Moudry: ever the runner, even in Iraq
Perry Hall track and cross country team member was 11-year Army veteran commanding 3 Bradleys
Staff Sgt. Christopher Moudry loved to run. But there's not much room in a Bradley Fighting Vehicle, so Moudry liked to stretch his legs when he emerged from his tank.
A five-mile jaunt around the Army base in Taji, Iraq, was nothing for the one-time track athlete from Perry Hall High.
"We had mandatory five-milers three times a week, and Chris would always whip up on people," said Richard Basl, who served with Moudry in Iraq in 2003 and 2004. "When I met him, I was 18 and a soccer player, and he was 28 and a heavy smoker - and he still ran faster than I did."
While home on leave, Moudry jogged endlessly around the old neighborhood, reminiscent of his senior year (1992) on the cross country team. At Perry Hall, his mother said, Moudry once missed the morning bus, quickly calculated the shortest route to school and ran the 1 1/2 miles to campus, through back yards and underbrush.
"He was so proud that he was able to beat the bus there," Marie Moudry said.
A wiry bantam of a soldier in size 31 camouflage pants, Moudry hardly looked the part of a section sergeant commanding three Bradleys, the multimillion-dollar cavalry vehicles the Army used for risky reconnaissance missions. He bore more of a resemblance to a rumpled GI in a Bill Mauldin cartoon from World War II.
"[Soldiers] told me they'll always remember Chris with a smoke in his mouth and his hands in his pockets," his mother said.

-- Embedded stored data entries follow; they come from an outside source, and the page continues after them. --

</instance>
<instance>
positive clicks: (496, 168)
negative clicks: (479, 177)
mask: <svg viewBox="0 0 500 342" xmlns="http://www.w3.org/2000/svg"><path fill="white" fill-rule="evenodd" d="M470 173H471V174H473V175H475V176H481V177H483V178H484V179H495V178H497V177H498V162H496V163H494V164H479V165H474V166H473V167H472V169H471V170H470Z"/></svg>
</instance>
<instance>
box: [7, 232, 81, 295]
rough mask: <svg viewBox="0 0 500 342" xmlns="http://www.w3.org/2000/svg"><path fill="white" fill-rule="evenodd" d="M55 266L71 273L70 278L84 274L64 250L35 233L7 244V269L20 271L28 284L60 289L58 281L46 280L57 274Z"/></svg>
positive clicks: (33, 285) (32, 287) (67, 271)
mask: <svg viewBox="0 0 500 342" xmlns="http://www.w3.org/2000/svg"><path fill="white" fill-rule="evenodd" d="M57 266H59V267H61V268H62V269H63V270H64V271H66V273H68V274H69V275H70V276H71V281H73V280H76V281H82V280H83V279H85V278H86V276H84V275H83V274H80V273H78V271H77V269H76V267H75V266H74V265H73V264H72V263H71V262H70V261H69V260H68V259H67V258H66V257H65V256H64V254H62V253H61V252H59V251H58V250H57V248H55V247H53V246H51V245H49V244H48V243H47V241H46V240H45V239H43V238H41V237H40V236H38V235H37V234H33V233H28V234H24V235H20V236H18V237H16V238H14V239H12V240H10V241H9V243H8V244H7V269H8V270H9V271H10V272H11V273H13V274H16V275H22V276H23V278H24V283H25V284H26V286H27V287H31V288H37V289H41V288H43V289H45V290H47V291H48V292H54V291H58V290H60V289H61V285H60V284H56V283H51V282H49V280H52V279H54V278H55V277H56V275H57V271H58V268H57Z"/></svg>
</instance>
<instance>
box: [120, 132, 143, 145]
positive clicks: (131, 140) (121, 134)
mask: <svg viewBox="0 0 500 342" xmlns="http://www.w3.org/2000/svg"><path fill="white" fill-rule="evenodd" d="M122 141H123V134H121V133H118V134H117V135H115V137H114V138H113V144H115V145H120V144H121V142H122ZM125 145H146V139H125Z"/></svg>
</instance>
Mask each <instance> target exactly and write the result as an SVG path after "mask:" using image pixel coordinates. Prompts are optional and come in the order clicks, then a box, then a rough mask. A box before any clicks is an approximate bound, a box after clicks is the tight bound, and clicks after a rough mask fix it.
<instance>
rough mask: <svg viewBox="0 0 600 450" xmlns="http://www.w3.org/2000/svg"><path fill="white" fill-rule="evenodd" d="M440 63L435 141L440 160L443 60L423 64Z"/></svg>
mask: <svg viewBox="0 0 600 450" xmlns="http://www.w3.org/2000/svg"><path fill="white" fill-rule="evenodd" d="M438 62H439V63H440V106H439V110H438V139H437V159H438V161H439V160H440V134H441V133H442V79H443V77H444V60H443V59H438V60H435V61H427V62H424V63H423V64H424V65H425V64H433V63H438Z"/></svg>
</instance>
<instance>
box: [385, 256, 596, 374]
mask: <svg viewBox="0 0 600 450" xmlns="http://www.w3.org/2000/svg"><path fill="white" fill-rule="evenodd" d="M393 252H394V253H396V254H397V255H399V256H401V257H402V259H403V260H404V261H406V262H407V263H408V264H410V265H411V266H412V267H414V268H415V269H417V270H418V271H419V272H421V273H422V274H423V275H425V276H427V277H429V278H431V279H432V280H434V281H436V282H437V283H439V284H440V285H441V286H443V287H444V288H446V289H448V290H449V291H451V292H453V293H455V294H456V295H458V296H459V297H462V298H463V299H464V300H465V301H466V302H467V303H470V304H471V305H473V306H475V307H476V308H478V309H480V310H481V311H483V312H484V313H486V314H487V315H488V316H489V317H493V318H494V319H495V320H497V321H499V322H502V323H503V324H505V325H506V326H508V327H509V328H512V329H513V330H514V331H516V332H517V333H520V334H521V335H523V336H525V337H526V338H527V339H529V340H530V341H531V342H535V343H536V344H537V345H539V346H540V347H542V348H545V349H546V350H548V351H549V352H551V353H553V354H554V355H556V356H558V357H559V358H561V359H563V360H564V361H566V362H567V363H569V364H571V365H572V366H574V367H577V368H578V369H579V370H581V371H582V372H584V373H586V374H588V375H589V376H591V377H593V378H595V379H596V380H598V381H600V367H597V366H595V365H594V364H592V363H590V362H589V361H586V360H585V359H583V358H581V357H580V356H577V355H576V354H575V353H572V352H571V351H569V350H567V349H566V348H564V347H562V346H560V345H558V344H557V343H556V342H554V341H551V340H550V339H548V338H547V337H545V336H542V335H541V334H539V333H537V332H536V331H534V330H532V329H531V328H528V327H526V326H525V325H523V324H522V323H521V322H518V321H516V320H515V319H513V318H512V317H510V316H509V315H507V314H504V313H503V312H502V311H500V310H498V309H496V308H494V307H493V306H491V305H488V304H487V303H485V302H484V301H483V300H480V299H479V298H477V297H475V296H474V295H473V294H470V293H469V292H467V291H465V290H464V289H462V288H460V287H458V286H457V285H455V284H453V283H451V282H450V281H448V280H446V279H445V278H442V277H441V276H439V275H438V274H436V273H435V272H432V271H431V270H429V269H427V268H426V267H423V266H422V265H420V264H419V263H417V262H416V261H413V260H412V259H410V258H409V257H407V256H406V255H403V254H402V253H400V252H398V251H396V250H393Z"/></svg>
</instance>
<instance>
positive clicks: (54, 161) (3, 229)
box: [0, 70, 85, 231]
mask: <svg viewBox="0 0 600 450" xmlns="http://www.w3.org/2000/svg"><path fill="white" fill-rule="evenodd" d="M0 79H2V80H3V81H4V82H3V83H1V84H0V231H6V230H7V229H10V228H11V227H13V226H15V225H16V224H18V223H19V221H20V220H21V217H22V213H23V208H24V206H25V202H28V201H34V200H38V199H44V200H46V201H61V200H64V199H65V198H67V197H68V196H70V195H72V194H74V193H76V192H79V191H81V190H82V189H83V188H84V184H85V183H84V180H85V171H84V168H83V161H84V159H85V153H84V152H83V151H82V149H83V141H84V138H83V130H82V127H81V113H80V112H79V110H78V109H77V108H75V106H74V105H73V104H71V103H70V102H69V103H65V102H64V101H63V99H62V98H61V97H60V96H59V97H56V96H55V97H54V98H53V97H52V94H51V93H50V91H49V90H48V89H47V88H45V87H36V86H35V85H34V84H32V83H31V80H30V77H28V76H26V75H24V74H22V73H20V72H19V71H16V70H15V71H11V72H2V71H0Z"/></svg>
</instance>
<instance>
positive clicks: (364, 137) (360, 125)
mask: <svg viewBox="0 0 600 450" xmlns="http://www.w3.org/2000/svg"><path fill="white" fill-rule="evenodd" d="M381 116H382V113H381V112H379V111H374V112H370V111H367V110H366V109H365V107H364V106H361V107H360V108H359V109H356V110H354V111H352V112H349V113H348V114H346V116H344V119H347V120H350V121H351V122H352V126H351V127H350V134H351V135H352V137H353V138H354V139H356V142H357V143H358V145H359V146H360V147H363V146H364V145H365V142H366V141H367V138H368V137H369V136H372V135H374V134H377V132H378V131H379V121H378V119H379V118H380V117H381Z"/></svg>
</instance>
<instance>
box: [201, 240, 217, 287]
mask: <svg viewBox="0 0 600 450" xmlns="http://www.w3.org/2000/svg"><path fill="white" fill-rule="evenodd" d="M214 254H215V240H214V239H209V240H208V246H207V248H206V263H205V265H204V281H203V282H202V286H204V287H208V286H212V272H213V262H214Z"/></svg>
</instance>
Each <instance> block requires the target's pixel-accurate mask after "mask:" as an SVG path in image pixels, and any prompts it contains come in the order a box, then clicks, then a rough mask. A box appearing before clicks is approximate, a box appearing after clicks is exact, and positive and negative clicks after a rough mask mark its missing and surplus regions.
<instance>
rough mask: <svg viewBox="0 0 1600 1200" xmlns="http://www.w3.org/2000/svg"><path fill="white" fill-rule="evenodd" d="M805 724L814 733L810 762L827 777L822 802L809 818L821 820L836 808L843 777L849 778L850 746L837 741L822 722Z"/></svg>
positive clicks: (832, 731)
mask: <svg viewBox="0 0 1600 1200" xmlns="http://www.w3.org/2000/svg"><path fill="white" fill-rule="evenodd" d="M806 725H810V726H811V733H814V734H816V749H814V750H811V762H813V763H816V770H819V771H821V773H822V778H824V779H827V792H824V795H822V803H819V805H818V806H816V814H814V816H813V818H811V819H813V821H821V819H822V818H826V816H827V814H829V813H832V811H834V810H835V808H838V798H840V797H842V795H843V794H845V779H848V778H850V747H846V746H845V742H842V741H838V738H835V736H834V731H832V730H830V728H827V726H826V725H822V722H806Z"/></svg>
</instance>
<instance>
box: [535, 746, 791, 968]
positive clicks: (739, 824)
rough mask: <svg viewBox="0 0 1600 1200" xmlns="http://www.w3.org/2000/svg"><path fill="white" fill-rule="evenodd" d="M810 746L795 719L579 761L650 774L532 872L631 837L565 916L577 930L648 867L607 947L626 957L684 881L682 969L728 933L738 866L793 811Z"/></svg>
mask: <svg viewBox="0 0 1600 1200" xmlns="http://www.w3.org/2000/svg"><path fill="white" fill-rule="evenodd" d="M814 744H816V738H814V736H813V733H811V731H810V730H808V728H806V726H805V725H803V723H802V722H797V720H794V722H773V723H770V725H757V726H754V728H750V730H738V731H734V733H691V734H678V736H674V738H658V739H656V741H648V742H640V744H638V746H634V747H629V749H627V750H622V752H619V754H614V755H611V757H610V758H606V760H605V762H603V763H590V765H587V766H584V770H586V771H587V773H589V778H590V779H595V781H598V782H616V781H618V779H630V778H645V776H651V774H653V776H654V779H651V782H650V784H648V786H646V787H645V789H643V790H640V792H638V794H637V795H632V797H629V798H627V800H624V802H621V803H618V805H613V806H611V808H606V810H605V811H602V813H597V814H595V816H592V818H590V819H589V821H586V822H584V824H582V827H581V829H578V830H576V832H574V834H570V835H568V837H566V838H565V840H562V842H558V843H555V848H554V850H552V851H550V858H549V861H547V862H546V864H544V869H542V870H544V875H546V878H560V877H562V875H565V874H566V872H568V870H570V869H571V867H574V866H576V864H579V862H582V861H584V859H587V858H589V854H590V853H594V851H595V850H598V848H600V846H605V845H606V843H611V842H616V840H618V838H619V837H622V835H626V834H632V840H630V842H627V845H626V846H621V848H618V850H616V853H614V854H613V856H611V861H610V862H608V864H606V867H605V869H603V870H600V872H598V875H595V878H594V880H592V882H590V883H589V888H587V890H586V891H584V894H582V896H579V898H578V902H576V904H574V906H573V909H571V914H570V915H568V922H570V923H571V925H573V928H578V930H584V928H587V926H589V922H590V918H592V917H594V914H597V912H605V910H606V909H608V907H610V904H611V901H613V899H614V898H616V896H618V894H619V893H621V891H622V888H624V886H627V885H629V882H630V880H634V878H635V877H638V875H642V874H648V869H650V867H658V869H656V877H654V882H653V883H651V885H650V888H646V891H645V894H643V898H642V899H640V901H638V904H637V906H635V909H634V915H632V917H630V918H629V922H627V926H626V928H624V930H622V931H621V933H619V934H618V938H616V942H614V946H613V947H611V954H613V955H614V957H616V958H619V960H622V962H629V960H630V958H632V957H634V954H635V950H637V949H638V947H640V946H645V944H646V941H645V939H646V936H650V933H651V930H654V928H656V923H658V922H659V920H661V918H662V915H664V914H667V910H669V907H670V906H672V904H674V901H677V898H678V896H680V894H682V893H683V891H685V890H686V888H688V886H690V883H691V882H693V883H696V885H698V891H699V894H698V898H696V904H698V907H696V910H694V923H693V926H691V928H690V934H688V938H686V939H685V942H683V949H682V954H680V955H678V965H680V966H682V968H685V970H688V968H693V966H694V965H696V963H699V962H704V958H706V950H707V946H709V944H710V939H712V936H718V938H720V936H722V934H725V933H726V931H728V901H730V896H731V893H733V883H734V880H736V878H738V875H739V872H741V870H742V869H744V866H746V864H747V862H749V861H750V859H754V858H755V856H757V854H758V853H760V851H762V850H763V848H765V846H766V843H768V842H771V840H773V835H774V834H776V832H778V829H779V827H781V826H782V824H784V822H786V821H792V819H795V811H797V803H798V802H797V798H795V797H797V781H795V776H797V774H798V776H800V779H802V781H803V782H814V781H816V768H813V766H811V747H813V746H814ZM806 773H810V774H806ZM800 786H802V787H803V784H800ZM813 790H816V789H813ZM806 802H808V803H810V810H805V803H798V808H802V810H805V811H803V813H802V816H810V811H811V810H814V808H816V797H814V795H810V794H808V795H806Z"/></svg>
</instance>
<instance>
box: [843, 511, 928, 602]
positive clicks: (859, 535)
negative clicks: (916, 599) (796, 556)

Like many distance runners, she said, her son "always danced to the beat of a different drummer."
Chris Moudry, 31, and three other soldiers were killed Oct. 4, 2006, by small-arms fire in Taji.
Quiet and unassuming, Moudry - an 11-year veteran - earned a reputation as a levelheaded leader under fire, said Basl, now an Army recruiter in Austin, Texas.
"His [Army Personnel Testing] scores were off of the chart," Basl said. "Common-sense-wise and tactically and technically, Chris had a pretty good level of focus."
It was a focus honed as a hurdler and distance runner at Perry Hall, said track coach Jerry Martin, now retired.
"Chris' demeanor was that of a leader," Martin said. "But he wouldn't get in anybody's face.
"It was strictly leadership by example."